Minha leitura de Jubiabá está avançando muito rapidamente. O que é bem comum, quando se trata de Jorge Amado.
A cada página vai ficando clara para mim a intenção de fazer desta obra uma “epopeia do revolucionário brasileiro”. Algo como um Manifesto do Partido Comunista tupiniquim.
No centro da saga está Antônio Balduíno, um negro pobre, criativo, briguento e muito malandro. Sempre acompanhado pela sabedoria espiritual de Jubiabá, pai-de-santo centenário e ex-escravo, Antônio Balduíno decide muito jovem o que quer ser da vida: ele quer ser livre.
E aqui está a tese central de Jorge Amado, o jovem escritor comunista nos anos 1930, em Jubiabá. Seja antes ou depois da lei áurea, o negro brasileiro não era livre. Se antes estava acorrentado às senzalas, então estava às fábricas. Antes temia a chibata do capitão-do-mato, depois temeria o capataz da fábrica com suas advertências, multas, demissões.
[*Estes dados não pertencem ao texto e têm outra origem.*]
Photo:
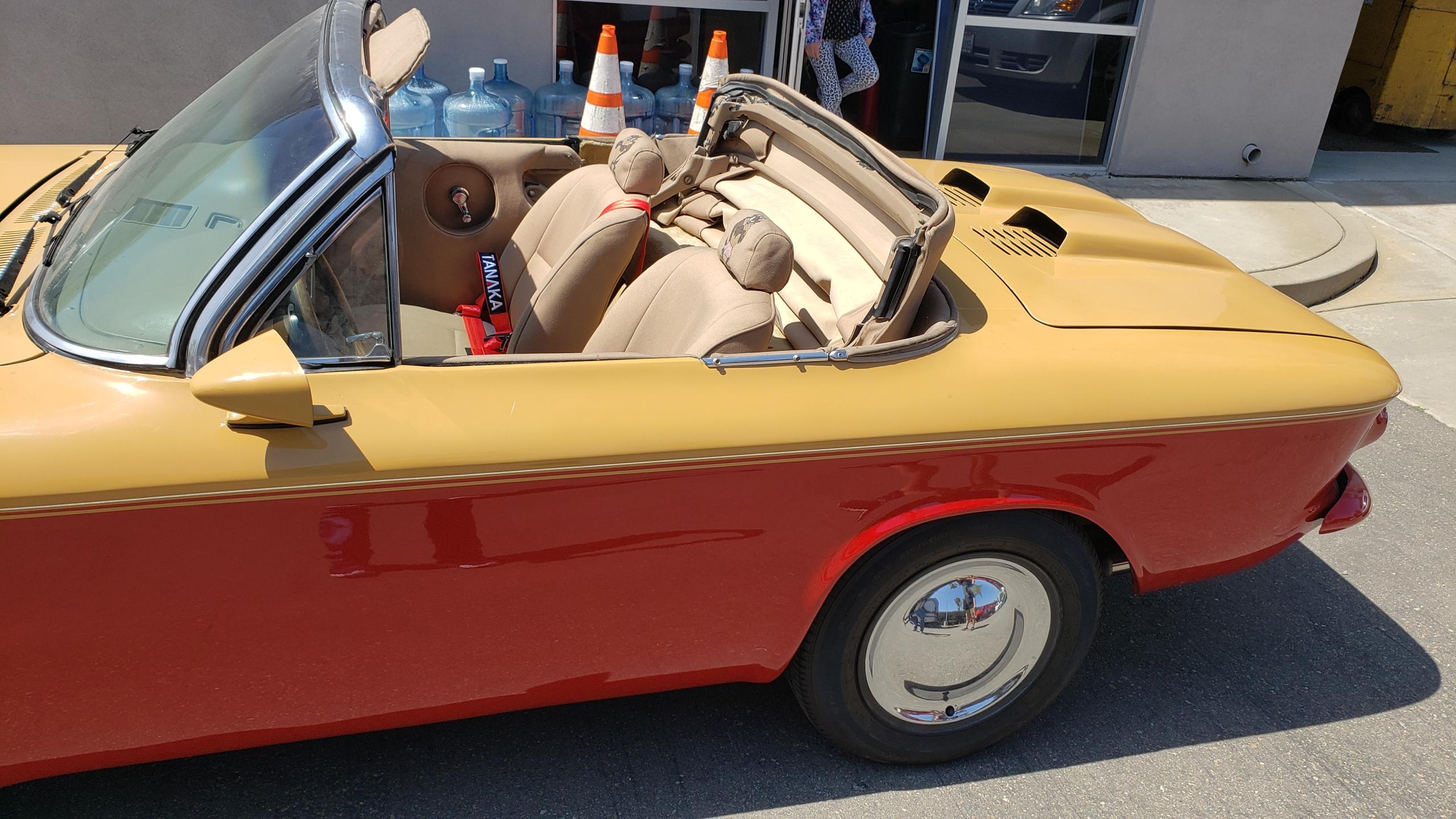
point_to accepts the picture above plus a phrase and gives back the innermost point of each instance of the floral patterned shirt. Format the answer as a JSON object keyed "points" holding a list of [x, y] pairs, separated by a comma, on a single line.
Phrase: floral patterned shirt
{"points": [[816, 22]]}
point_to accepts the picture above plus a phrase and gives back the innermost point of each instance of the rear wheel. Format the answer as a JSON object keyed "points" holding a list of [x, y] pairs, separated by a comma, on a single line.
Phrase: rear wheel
{"points": [[951, 637], [1351, 113]]}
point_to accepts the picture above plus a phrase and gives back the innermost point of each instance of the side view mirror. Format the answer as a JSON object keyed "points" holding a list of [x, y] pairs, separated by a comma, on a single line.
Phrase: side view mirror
{"points": [[259, 382]]}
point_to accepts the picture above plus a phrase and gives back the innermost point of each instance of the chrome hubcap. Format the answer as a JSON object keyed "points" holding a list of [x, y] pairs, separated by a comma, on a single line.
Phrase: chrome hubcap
{"points": [[958, 640]]}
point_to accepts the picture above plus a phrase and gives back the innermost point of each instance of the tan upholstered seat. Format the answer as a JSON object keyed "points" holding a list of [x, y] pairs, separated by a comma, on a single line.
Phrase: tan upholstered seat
{"points": [[702, 302], [565, 260]]}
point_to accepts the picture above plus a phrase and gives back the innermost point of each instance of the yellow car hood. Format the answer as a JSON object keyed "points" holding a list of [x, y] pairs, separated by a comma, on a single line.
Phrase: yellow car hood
{"points": [[1079, 258]]}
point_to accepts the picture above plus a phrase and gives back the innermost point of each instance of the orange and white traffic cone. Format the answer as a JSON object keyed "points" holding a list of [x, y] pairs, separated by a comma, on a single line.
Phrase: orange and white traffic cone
{"points": [[714, 73], [653, 43], [603, 115]]}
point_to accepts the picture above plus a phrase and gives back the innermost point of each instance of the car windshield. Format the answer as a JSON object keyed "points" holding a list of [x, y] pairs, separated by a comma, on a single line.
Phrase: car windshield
{"points": [[164, 219]]}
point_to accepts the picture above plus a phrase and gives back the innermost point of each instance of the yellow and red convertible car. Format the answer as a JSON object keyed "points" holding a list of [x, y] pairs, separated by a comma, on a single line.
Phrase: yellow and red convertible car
{"points": [[302, 426]]}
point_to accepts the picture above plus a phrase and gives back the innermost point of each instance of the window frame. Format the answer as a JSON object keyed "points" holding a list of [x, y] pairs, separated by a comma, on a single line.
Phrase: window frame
{"points": [[378, 190]]}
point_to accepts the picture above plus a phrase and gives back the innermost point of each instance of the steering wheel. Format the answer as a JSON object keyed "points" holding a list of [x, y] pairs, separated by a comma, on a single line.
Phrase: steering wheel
{"points": [[346, 324]]}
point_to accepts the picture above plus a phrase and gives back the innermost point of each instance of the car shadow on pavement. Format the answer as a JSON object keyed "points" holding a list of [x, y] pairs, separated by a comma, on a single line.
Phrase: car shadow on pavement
{"points": [[1282, 646]]}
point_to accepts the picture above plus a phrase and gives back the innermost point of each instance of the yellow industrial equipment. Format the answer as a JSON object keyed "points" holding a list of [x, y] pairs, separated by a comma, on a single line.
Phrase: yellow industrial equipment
{"points": [[1401, 69]]}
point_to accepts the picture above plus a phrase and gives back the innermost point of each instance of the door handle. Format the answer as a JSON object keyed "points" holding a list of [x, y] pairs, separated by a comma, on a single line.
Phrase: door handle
{"points": [[459, 196]]}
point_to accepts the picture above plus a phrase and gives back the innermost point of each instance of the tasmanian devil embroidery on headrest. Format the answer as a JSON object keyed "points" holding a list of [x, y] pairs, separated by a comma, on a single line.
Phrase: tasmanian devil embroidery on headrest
{"points": [[622, 148], [739, 232]]}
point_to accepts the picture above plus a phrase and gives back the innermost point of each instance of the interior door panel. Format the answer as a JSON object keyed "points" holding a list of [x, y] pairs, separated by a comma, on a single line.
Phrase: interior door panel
{"points": [[436, 244]]}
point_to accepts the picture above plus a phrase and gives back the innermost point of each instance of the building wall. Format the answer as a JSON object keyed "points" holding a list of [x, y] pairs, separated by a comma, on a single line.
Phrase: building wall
{"points": [[88, 71], [1212, 78]]}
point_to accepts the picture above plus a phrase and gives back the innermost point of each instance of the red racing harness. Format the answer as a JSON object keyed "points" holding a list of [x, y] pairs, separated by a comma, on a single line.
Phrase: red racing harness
{"points": [[495, 307]]}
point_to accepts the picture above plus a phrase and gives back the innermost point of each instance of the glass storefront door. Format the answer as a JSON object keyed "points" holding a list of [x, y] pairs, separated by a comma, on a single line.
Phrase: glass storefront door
{"points": [[1030, 81]]}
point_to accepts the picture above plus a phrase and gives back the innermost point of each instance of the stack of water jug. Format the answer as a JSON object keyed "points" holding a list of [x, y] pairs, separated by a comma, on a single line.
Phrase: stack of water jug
{"points": [[500, 108]]}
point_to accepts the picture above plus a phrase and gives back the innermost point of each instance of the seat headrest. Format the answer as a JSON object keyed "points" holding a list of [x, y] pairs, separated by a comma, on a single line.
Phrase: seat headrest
{"points": [[756, 253], [396, 50], [637, 164]]}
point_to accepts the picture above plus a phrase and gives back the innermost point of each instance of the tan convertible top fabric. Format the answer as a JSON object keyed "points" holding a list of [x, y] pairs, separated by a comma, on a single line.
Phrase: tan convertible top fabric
{"points": [[870, 208]]}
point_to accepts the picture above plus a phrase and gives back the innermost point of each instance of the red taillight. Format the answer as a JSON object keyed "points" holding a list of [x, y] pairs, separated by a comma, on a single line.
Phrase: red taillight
{"points": [[1376, 429], [1351, 506]]}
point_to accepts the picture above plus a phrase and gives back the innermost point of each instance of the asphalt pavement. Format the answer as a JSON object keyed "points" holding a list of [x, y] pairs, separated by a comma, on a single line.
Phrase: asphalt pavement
{"points": [[1309, 685]]}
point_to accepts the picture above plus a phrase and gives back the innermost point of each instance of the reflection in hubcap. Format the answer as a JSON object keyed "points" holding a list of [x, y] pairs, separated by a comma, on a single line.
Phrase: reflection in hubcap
{"points": [[957, 640]]}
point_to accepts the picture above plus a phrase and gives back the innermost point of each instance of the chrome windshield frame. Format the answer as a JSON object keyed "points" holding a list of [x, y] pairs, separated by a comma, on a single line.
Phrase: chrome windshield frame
{"points": [[354, 108]]}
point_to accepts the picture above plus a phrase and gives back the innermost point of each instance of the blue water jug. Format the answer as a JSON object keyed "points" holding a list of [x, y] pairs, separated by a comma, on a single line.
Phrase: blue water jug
{"points": [[520, 98], [477, 113], [411, 114], [560, 105], [675, 104], [436, 91], [638, 104]]}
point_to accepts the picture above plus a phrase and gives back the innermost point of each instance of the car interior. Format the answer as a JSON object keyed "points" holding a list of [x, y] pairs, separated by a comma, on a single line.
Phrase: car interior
{"points": [[778, 229]]}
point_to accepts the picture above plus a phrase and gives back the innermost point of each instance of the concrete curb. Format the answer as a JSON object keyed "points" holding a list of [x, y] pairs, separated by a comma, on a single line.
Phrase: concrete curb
{"points": [[1334, 271]]}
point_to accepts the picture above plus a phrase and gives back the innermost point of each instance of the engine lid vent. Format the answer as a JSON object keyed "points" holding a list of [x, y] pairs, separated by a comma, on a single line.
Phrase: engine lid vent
{"points": [[965, 188], [1028, 232]]}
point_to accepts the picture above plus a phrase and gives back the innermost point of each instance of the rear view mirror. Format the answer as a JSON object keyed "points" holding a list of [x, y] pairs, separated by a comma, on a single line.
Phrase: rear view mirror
{"points": [[259, 382]]}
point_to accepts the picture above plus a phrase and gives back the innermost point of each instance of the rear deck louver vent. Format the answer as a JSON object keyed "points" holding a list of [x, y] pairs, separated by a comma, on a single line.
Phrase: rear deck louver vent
{"points": [[1017, 241], [159, 214], [965, 188], [1027, 234]]}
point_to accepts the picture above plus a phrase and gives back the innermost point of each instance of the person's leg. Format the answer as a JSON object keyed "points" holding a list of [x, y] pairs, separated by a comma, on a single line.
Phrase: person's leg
{"points": [[862, 69], [828, 75]]}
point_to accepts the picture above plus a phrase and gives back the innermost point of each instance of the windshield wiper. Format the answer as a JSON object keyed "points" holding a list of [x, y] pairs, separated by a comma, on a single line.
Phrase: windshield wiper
{"points": [[142, 138], [68, 206], [12, 266], [53, 242]]}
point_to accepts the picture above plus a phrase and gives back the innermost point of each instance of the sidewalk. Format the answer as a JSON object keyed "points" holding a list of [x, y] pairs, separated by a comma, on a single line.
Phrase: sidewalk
{"points": [[1369, 242], [1407, 308], [1290, 235]]}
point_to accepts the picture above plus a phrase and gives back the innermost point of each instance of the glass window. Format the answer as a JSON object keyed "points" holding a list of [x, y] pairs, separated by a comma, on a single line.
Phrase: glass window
{"points": [[1034, 95], [134, 255], [657, 38], [1111, 12], [338, 304]]}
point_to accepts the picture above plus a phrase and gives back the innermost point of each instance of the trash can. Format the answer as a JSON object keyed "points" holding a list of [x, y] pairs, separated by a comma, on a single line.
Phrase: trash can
{"points": [[903, 51]]}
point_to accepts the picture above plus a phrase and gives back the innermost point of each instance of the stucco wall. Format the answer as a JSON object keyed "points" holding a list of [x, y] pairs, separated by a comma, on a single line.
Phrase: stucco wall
{"points": [[88, 71], [1212, 78]]}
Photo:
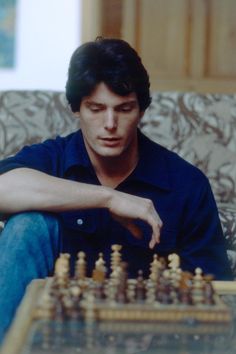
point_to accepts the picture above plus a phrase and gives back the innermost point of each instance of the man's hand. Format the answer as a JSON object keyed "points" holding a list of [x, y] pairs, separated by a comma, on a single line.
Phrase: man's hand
{"points": [[125, 208]]}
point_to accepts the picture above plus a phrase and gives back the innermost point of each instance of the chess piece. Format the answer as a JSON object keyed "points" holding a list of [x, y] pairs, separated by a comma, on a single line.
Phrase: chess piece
{"points": [[115, 257], [80, 266], [99, 273], [121, 293], [140, 290], [197, 292], [155, 269]]}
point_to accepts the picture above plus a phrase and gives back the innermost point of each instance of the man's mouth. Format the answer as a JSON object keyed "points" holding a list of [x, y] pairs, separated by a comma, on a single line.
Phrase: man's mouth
{"points": [[110, 141]]}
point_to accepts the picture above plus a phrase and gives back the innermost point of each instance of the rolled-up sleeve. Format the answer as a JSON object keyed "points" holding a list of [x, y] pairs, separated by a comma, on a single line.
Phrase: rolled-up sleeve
{"points": [[202, 243]]}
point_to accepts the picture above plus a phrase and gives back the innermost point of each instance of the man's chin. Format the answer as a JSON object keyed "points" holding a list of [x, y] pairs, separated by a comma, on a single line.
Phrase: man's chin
{"points": [[110, 152]]}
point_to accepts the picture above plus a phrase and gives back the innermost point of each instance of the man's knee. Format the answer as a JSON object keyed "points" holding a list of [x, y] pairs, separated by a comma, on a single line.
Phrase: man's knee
{"points": [[33, 228]]}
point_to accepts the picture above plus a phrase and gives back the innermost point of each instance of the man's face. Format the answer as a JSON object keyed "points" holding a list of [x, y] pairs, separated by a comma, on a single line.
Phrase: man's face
{"points": [[109, 122]]}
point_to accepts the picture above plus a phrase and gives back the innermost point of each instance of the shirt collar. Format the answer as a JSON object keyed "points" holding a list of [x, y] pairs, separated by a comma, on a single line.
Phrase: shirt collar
{"points": [[152, 167], [76, 153]]}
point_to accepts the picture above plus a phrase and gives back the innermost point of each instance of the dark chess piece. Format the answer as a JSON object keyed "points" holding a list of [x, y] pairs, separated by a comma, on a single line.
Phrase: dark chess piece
{"points": [[140, 290]]}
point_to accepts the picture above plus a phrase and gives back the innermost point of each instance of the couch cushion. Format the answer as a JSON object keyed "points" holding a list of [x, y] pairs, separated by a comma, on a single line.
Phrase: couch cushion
{"points": [[201, 128], [28, 117]]}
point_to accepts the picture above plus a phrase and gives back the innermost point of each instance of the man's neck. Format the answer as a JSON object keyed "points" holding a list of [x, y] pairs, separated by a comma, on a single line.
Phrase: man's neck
{"points": [[111, 171]]}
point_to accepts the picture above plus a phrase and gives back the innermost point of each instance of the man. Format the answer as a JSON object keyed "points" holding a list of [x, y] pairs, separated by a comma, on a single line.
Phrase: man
{"points": [[104, 184]]}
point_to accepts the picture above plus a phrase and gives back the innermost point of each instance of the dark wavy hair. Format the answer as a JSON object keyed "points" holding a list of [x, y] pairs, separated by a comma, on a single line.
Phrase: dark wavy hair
{"points": [[112, 61]]}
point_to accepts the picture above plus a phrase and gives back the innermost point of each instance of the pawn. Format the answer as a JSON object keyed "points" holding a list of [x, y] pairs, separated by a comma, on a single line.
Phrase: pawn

Mas Antônio Balduíno, herói negro nascido no morro do Capa-Negro e que os ricos chamam de vagabundo, não quer esse destino para si. Quer ser livre, e vai conseguir ser livre.
A vida no morro do Capa-Negro era difícil e dura. Aqueles homens todos trabalhavam muito, alguns no cais, carregando e descarregando navios ou conduzindo malas de viajantes, outros em fábricas distantes e em ofícios pobres: sapateiro, alfaiate, barbeiro. Negras vendiam arroz-doce, mungunzá, sarapatel, acarajé, nas ruas tortuosas da cidade, negras lavavam roupa, negras eram cozinheiras em casas brancas dos bairros chiques. Muitos dos garotos trabalhavam também. Eram engraxates, levavam recados, vendiam jornais. (…)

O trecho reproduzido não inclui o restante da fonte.